Originally from Rio de Janeiro, João Paulo Gonçalves moved to the United States as a young adult and has spent most of his time here, living in South Florida. He has had a dedicated love of architecture and visual arts since a young age and studied architecture both in Brazil as well as at Ft. Lauderdale Art Institute. Gonçalves’ love of architectural design is a strong component in his shadow art pieces where he harnesses light into shadows, created by deliberately placed and cut wood pieces, as he sculpts these fascinating pieces of art. The pixel art pieces are inspired by icons, who are representative of João Paulo’s heritage, as well as his present day, cultural environment. These pieces require the viewer to put distance between themselves and the work to acutely perceive the subject of the art piece. While some of the shadow art draws inspiration from geometric shapes, others originate in the unrefined beauty of a simple silhouette. Each piece loses its subject completely if the light source is removed. The image is only revealed in the shadows that have been created. Beyond his love of creating art, Gonçalves has a passion for helping and mentoring his fellow artists to become full-time artists, supported solely by their own artwork. Gonçalves frequently exhibits throughout South Florida as well as having private and corporate collectors of his original artwork across the United States. He currently lives in Coconut Creek with his wife and four children.
Virginia Fifield seeks to inspire a “Re Visioning” of our present relationship to the natural world with her large-scale charcoal drawings of animals and nature. Working in high realism, chosen images are “re-presented” in a stark, over-scale format, deliberately devoid of color and context to strip away all sentimental and stereotypical associations. Although the subjects at first appear recognizable and familiar, they aim to initiate a re-vision, a deeper contemplation and internal dialogue about the natural world and the relationship in which we coexist.

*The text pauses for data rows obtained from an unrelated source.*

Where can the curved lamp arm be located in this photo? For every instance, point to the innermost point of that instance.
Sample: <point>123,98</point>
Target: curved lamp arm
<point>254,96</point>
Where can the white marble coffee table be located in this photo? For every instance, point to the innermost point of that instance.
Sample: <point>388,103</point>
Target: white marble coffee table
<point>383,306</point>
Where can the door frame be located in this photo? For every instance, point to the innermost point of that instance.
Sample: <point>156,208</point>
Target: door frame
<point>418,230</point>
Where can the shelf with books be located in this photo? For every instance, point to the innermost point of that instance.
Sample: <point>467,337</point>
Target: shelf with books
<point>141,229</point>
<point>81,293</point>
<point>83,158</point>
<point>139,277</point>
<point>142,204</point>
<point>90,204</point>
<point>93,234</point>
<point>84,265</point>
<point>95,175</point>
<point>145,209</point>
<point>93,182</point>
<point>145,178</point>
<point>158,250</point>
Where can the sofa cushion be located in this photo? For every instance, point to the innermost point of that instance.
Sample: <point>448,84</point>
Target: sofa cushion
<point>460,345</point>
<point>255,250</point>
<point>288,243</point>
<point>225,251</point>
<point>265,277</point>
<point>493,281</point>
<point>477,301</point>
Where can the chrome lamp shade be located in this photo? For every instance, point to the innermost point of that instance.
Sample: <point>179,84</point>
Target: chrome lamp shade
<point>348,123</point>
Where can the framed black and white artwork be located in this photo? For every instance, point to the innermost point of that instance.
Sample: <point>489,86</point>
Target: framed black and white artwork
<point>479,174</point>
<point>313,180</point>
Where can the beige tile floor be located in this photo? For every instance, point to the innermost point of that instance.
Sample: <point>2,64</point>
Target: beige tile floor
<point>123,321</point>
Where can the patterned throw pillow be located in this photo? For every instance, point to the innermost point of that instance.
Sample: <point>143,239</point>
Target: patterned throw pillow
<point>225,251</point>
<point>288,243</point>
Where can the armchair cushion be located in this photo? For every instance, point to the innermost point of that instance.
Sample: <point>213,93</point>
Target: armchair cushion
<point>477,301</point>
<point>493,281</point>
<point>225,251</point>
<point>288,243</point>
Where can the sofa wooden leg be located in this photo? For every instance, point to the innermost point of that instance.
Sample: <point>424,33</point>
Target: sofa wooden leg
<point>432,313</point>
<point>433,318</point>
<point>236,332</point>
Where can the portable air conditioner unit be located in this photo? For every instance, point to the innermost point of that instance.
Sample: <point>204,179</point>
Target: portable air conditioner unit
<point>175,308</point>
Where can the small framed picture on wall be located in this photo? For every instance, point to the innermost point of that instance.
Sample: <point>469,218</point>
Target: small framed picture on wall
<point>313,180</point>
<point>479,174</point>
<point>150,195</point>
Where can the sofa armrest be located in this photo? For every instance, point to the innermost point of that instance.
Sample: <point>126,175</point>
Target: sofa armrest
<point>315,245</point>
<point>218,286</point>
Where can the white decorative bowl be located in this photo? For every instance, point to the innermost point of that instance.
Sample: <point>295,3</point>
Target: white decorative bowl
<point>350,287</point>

Fifield’s artwork is exhibited internationally and has received numerous awards including Best in Show in Art Florida and an award in the All Florida Juried Exhibition and Competition at the Boca Raton Museum of Art. She serves on the Board of Trustees for the Art & Culture Center of Hollywood and the Selection Committee for Public Art in Broward County. Her work is currently exhibited with the Opera Gallery and is held in public and private collections internationally.